Estamos no final da segunda década de 2000, antes da pandemia, o contexto que se vive no mundo e na Margem Sul, onde vivem, é-nos recordado: a violência no Brasil de Bolsonaro, a revolta dos coletes amarelos em França, o surgimento de um partido de extrema-direita em Portugal, as incursões racistas da polícia no Bairro da Jamaica. Observador atento aos pormenores, “às miudezas” (pág. 72), sentado no Café Colina, José Viriato atenta no envelhecimento das pessoas e na triste realidade de que “destratar os velhos se tornara costumeiro” (pág. 76) o que lhe traz sentimentos de culpa, ele também pouco atento e nada presente na vida da avó, “alguém na prateleira” (pág. 78), a viver sozinha em Mafra.

As suas histórias que estes dois solitários vão partilhar um com o outro vão-nos sendo desvendadas em flashbacks e igualmente esses episódios das suas vidas vêm agarrados à história, aos tempos a seguir à revolução, as eleições presidenciais, os retornados, os anos 80 e a droga.
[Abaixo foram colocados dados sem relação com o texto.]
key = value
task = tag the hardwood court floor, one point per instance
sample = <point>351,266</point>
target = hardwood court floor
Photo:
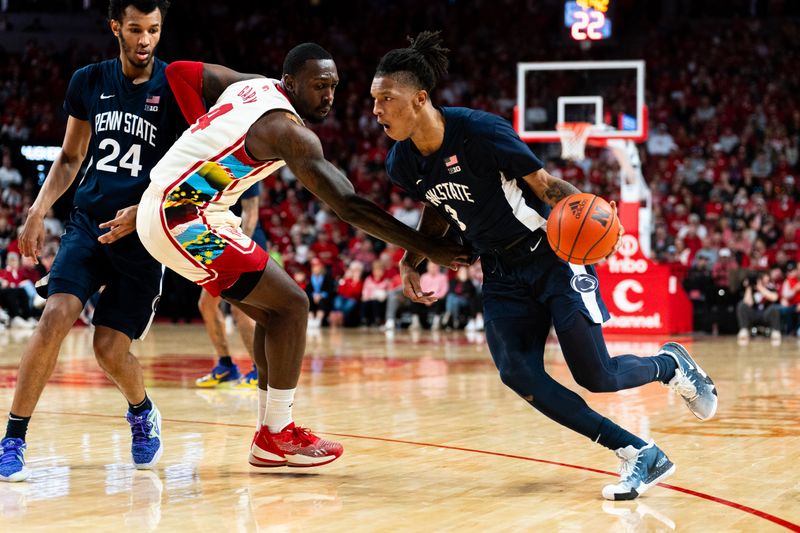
<point>433,442</point>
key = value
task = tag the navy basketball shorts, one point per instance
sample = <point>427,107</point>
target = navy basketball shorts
<point>540,288</point>
<point>130,276</point>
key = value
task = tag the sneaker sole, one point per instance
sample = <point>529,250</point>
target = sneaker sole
<point>16,477</point>
<point>684,352</point>
<point>294,461</point>
<point>644,487</point>
<point>152,463</point>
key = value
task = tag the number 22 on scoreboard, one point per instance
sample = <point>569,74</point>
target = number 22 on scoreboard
<point>587,24</point>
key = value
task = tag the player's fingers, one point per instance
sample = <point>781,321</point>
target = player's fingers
<point>110,223</point>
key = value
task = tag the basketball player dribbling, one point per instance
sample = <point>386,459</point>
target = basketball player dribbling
<point>122,112</point>
<point>253,129</point>
<point>477,178</point>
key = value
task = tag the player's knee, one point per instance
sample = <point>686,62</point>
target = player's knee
<point>597,381</point>
<point>59,314</point>
<point>513,378</point>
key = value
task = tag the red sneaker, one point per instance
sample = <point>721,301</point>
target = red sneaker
<point>293,446</point>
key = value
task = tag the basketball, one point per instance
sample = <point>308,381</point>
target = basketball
<point>582,229</point>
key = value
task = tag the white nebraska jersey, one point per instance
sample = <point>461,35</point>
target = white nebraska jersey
<point>184,218</point>
<point>208,166</point>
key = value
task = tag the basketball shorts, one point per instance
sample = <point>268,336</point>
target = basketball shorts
<point>209,250</point>
<point>130,276</point>
<point>530,282</point>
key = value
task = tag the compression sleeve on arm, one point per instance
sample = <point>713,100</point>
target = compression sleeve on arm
<point>186,81</point>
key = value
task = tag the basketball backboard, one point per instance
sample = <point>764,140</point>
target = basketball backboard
<point>607,94</point>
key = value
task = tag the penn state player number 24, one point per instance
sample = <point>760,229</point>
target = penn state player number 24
<point>130,160</point>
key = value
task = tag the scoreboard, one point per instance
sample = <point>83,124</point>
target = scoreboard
<point>588,20</point>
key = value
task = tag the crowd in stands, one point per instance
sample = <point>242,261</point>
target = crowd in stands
<point>721,160</point>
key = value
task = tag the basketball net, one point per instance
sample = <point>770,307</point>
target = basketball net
<point>573,139</point>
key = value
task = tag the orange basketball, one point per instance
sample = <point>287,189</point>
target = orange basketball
<point>582,229</point>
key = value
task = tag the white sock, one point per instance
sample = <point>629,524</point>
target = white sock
<point>279,408</point>
<point>262,407</point>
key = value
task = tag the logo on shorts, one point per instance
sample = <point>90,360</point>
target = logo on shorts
<point>585,283</point>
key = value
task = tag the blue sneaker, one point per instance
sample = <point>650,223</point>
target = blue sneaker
<point>249,380</point>
<point>146,446</point>
<point>691,382</point>
<point>220,376</point>
<point>640,469</point>
<point>12,461</point>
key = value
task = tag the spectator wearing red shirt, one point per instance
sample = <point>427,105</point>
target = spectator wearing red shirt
<point>790,299</point>
<point>348,296</point>
<point>324,249</point>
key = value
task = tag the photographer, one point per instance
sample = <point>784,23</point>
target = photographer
<point>759,307</point>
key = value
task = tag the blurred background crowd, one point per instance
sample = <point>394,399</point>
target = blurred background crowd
<point>721,161</point>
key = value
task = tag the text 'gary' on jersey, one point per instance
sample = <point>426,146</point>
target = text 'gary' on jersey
<point>133,125</point>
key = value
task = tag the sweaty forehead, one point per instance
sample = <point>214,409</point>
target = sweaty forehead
<point>393,83</point>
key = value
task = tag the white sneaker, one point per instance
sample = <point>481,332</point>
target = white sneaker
<point>639,470</point>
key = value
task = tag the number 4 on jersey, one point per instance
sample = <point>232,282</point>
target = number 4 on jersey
<point>205,121</point>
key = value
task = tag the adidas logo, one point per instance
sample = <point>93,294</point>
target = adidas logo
<point>577,207</point>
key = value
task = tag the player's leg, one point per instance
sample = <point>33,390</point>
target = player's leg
<point>577,311</point>
<point>516,330</point>
<point>72,279</point>
<point>35,368</point>
<point>124,312</point>
<point>225,372</point>
<point>246,327</point>
<point>286,306</point>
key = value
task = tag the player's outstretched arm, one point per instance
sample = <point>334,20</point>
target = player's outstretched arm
<point>279,135</point>
<point>58,180</point>
<point>549,188</point>
<point>198,85</point>
<point>217,78</point>
<point>430,223</point>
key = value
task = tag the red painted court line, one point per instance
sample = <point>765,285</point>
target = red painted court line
<point>744,508</point>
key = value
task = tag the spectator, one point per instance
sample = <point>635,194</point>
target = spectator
<point>320,291</point>
<point>374,294</point>
<point>348,296</point>
<point>8,174</point>
<point>759,307</point>
<point>435,281</point>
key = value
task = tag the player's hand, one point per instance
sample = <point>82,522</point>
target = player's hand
<point>613,205</point>
<point>31,238</point>
<point>450,254</point>
<point>123,224</point>
<point>412,288</point>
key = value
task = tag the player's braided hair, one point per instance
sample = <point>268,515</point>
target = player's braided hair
<point>116,8</point>
<point>301,53</point>
<point>425,60</point>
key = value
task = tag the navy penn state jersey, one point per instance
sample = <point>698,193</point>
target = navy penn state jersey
<point>475,179</point>
<point>133,125</point>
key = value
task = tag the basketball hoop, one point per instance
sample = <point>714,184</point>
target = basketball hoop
<point>573,139</point>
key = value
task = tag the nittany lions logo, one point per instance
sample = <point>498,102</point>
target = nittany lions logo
<point>584,283</point>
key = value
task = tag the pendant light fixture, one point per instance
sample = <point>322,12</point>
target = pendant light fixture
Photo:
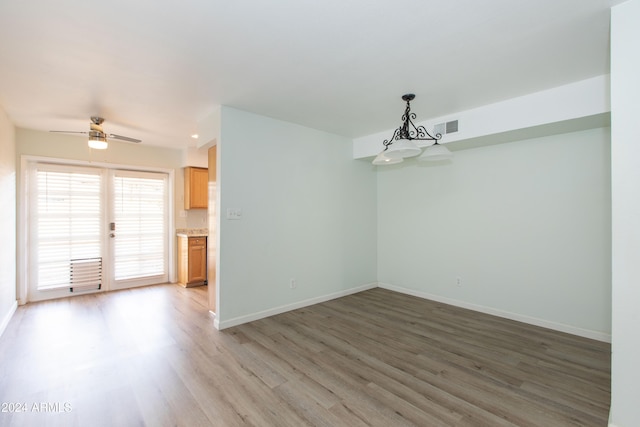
<point>401,145</point>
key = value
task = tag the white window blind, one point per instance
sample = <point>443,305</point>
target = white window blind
<point>66,221</point>
<point>140,225</point>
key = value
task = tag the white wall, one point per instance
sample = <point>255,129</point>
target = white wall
<point>625,164</point>
<point>579,105</point>
<point>525,225</point>
<point>308,213</point>
<point>7,221</point>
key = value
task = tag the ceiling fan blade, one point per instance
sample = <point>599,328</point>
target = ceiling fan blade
<point>67,131</point>
<point>123,138</point>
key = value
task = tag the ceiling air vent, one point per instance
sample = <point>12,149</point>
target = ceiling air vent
<point>445,128</point>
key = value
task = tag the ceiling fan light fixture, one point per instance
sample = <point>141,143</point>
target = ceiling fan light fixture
<point>383,159</point>
<point>98,142</point>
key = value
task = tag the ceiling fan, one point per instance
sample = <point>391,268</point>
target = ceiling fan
<point>97,137</point>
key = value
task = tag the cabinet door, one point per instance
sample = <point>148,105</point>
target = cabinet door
<point>197,259</point>
<point>196,191</point>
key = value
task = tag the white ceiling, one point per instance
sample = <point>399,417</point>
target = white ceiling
<point>153,68</point>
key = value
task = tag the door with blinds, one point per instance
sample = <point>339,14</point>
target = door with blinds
<point>138,230</point>
<point>95,229</point>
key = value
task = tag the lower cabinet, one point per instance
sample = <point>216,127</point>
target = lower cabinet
<point>192,260</point>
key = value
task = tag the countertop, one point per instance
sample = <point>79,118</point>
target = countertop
<point>192,232</point>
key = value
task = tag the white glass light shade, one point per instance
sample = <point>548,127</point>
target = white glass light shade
<point>381,159</point>
<point>402,148</point>
<point>97,143</point>
<point>436,152</point>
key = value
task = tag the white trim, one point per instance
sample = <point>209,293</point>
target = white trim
<point>7,317</point>
<point>595,335</point>
<point>294,306</point>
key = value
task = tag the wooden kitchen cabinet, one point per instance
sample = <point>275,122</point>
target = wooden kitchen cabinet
<point>192,261</point>
<point>196,188</point>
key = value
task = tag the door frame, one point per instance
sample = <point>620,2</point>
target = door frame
<point>22,220</point>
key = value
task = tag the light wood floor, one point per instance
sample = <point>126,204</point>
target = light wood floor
<point>151,356</point>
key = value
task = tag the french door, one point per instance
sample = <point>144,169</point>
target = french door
<point>95,229</point>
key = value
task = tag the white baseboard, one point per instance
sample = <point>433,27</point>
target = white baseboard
<point>293,306</point>
<point>595,335</point>
<point>7,317</point>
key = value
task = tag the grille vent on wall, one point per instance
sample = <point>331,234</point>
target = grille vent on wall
<point>85,274</point>
<point>445,128</point>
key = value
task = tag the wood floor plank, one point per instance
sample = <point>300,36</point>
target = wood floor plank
<point>150,356</point>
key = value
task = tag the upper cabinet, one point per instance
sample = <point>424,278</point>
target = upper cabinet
<point>196,184</point>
E se o passado foi decisivo para o que eles são na actualidade, o título do terceiro e último capítulo do romance – “O passado acabou” – é o apaziguamento de duas pessoas que conseguiram ultrapassar a sua solidão, apoiando-se, sem deixarem de ser livres e independentes.
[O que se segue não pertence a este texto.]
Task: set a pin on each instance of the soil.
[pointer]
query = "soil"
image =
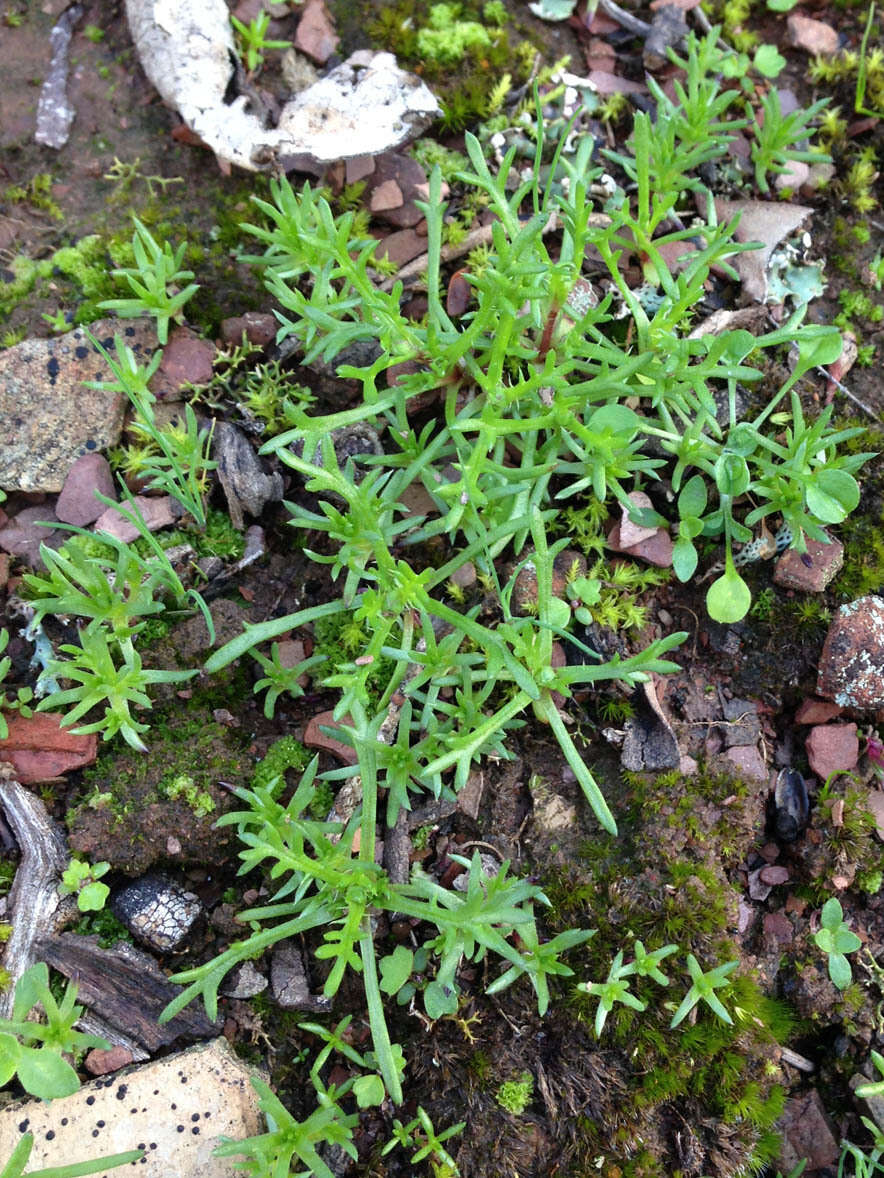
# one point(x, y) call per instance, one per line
point(691, 845)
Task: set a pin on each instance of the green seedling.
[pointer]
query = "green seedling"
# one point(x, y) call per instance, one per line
point(154, 282)
point(20, 1156)
point(33, 1052)
point(21, 701)
point(83, 880)
point(252, 41)
point(614, 990)
point(703, 988)
point(836, 939)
Uma bela história de superação. E de esperança. Nada escrevi aqui sobre Cristo, o primeiro cão de José Viriato e sobre a relação entre eles, tão importante em momentos difíceis no desenrolar da sua adolescência. Fico-me por algumas citações: “Ele não era a minha sombra, mas uma parte de mim” (pág. 153), “Os cães eram a única prisão na qual queria viver” (pág. 239), “O Cristo e o lenço da minha mãe foram a única bagagem que carreguei para casa da minha avó.” (pág. 203).